Estonia joined the EU last May, one of ten new entries
Nearly a third of Estonia's 1.4 million inhabitants are ethnic Russian, the result of post-war “Russification” policy in the Soviet Union. But when the Baltic state regained its independence in 1991, the Russians lost their foothold in society.
Now more than a decade later, there is debate over state-sponsored citizenship efforts, aimed at helping them integrate.
The 35-year old Marina Samsonova was born in Estonia but started to learn Estonian only seven years ago. In December, she hopes to pass language and constitution exams and to join the more than 100,000 Russians who have gained Estonian citizenship in the last 13 years.
Her story is far from unique. Samsonova is one of 157,035 non-Estonians who have been living without any citizenship since the Baltic state regained its independence.

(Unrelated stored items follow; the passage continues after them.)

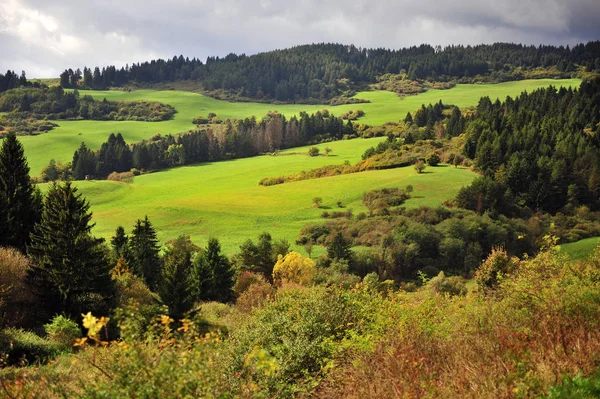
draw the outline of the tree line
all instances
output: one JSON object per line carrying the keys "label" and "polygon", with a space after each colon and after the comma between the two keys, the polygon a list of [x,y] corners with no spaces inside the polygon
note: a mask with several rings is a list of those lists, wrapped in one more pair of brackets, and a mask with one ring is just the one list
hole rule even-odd
{"label": "tree line", "polygon": [[318,111],[301,112],[289,120],[271,112],[258,121],[255,117],[228,119],[218,126],[194,130],[178,136],[157,135],[129,146],[123,136],[111,134],[99,150],[85,143],[75,151],[72,177],[106,178],[112,172],[159,170],[198,162],[251,157],[323,140],[339,140],[356,133],[350,121]]}
{"label": "tree line", "polygon": [[173,117],[171,105],[148,101],[102,101],[81,97],[61,86],[18,87],[0,95],[0,112],[17,119],[93,119],[162,121]]}
{"label": "tree line", "polygon": [[[251,56],[158,59],[115,66],[68,69],[64,87],[79,82],[90,89],[193,80],[209,92],[226,91],[257,100],[323,101],[349,90],[350,83],[374,83],[383,74],[404,72],[411,80],[468,81],[486,76],[492,81],[519,78],[515,71],[556,68],[573,73],[577,66],[600,70],[600,41],[573,46],[525,46],[495,43],[477,46],[430,45],[398,50],[368,49],[342,44],[312,44]],[[513,74],[514,73],[514,74]],[[522,78],[522,77],[521,77]]]}
{"label": "tree line", "polygon": [[25,71],[21,72],[21,75],[17,75],[15,71],[8,70],[3,75],[0,73],[0,93],[6,90],[14,89],[17,87],[40,87],[38,82],[29,82]]}
{"label": "tree line", "polygon": [[461,190],[458,204],[505,214],[600,209],[599,110],[600,78],[503,102],[483,97],[463,149],[483,177]]}

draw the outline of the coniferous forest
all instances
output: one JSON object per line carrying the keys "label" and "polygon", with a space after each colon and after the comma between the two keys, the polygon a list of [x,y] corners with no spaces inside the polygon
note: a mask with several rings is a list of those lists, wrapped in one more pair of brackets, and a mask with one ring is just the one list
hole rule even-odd
{"label": "coniferous forest", "polygon": [[[350,83],[375,83],[384,74],[405,73],[409,80],[502,82],[523,79],[527,70],[553,69],[548,76],[570,76],[581,66],[600,70],[600,42],[573,46],[430,45],[399,50],[342,44],[312,44],[256,55],[229,54],[199,59],[173,57],[122,68],[90,66],[68,69],[63,87],[90,89],[193,80],[208,93],[225,91],[241,98],[272,101],[329,101],[351,90]],[[542,75],[543,76],[543,75]]]}

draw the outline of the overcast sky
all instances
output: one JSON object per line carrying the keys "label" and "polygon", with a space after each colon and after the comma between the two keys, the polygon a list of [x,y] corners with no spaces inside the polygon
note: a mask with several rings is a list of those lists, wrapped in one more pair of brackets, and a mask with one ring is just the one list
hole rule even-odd
{"label": "overcast sky", "polygon": [[400,48],[600,39],[599,0],[0,0],[0,71],[183,54],[254,54],[315,42]]}

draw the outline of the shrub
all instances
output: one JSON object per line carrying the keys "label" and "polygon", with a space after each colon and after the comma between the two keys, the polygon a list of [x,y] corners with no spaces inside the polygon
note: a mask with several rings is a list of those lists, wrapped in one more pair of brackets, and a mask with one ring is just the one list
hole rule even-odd
{"label": "shrub", "polygon": [[233,292],[236,296],[242,295],[253,284],[265,283],[265,277],[260,273],[254,273],[247,270],[241,272],[233,286]]}
{"label": "shrub", "polygon": [[440,295],[466,295],[467,287],[463,279],[459,276],[446,277],[444,272],[440,272],[436,277],[429,280],[427,288]]}
{"label": "shrub", "polygon": [[417,173],[419,173],[419,174],[423,173],[425,168],[426,168],[426,166],[425,166],[425,162],[423,162],[423,160],[419,159],[417,162],[415,162],[415,170],[417,171]]}
{"label": "shrub", "polygon": [[0,328],[19,326],[32,313],[33,294],[25,282],[29,260],[13,248],[0,247]]}
{"label": "shrub", "polygon": [[73,320],[59,315],[55,316],[49,324],[44,325],[48,339],[61,349],[69,349],[77,338],[81,338],[81,330]]}
{"label": "shrub", "polygon": [[236,305],[242,312],[261,308],[275,294],[273,286],[266,281],[251,284],[237,299]]}
{"label": "shrub", "polygon": [[308,149],[308,156],[309,157],[316,157],[317,155],[319,155],[319,148],[318,147],[310,147]]}
{"label": "shrub", "polygon": [[429,166],[437,166],[440,163],[440,156],[437,152],[432,152],[427,157],[427,165]]}
{"label": "shrub", "polygon": [[507,273],[515,269],[517,260],[511,259],[505,250],[492,249],[487,259],[475,271],[475,281],[483,292],[498,287],[498,283]]}
{"label": "shrub", "polygon": [[0,331],[0,355],[6,356],[8,364],[43,363],[59,351],[59,345],[31,331],[17,328]]}
{"label": "shrub", "polygon": [[[353,302],[337,288],[286,288],[253,314],[251,322],[232,334],[235,369],[247,365],[252,353],[271,358],[271,373],[255,373],[267,397],[291,397],[311,377],[327,370],[338,343],[359,318]],[[291,383],[293,381],[293,383]]]}
{"label": "shrub", "polygon": [[308,285],[315,276],[315,262],[310,258],[292,251],[285,256],[279,255],[273,267],[273,280],[276,285],[294,283]]}
{"label": "shrub", "polygon": [[318,267],[315,274],[315,283],[335,285],[345,289],[360,283],[360,277],[349,273],[348,261],[333,259],[328,267]]}
{"label": "shrub", "polygon": [[315,204],[315,208],[320,208],[321,207],[321,203],[323,202],[323,198],[321,197],[314,197],[312,199],[313,204]]}
{"label": "shrub", "polygon": [[112,172],[110,175],[108,175],[106,179],[112,181],[120,181],[124,183],[133,183],[134,176],[135,175],[133,174],[133,172]]}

"I was born and grew up in a small town (in eastern Estonia near the Russian border), Sillamae, that during Soviet times had a huge military factory and was mainly inhabited by Russians. At my school we had no lessons in Estonian at all," Samsonova, who works in a Tallinn bar, said.
Protest against reforms
As in Latvia, where ethnic-Russian youth have been protesting against education reform, Estonia plans to implement a huge revamp in Russian schools to ensure 60 percent of lessons in Russian secondary schools will be given in the local language. The reforms will take effect in 2007.
"Those who attack Estonia as well as Latvia for the school reform are very hypocritical," says Lilia Sokolinskaja, a Russian journalist who has worked 44 years in Estonia for the main local Russian-language radio.
"The aim of the changes is to end the current dead circle, which means thousands of young Russians entering the labor market can compete only for jobs at the lowest level because they are unable to enter Estonian universities or to become otherwise part of the Estonian community, due to the lack of knowledge of the language," she adds.
Effort from both sides
Samsonova has a boyfriend living in Moscow, but she has chosen to stay in Estonia, which became a member of the European Union this year. She also believes Russians must make more effort to integrate.
"I support the educational reform in Russian schools, too. No-one has ever insulted me for being Russian but I have always known that I can't compete with Estonians on the labor market. This is why I finally started to study the language and applied for citizenship," she says.
Both Samsonova and Sokolinskaja said that while thousands of Russians have made more efforts in the last few years to learn Estonian, Estonians are still too slow to accept Russians as a full part of their society.
"One of our aims is to change the attitude of ordinary Estonians," concedes Mati Luik, director of the Integration Foundation, which handles dozens of integration programs, financed by the state, Nordic countries and EU.
Human rights violation denied
In addition to over 100,000 Russians who have already become Estonian citizens and 157,000 people -- mainly Russians -- who live in Estonia without any citizenship, Estonia has 88,500 Russians who have Russian citizenship and live in Estonia with a residence permit.
Estonia denies accusations by Moscow that it is violating the Russian minority’s human rights, saying it has cut in half the time for the citizenship application process and subsidizes costs of studying Estonian.
"The process to apply for citizenship has been made easier,” said Mari Pedak, director of the Citizenship and Migration Board.
Among other means to promote integration is a highly popular program that aims to send Russian children to live with an Estonian family for several weeks and learn the language.
"Estonia is the only country in Europe that has had such a vast naturalization process," Paul-Eerik Rummo, minister of population affairs, said. "The best way to reply to criticism is to look at the facts. The share of people living in Estonia without any citizenship has decreased in the last 13 years, from 32 percent to 11 percent," he said.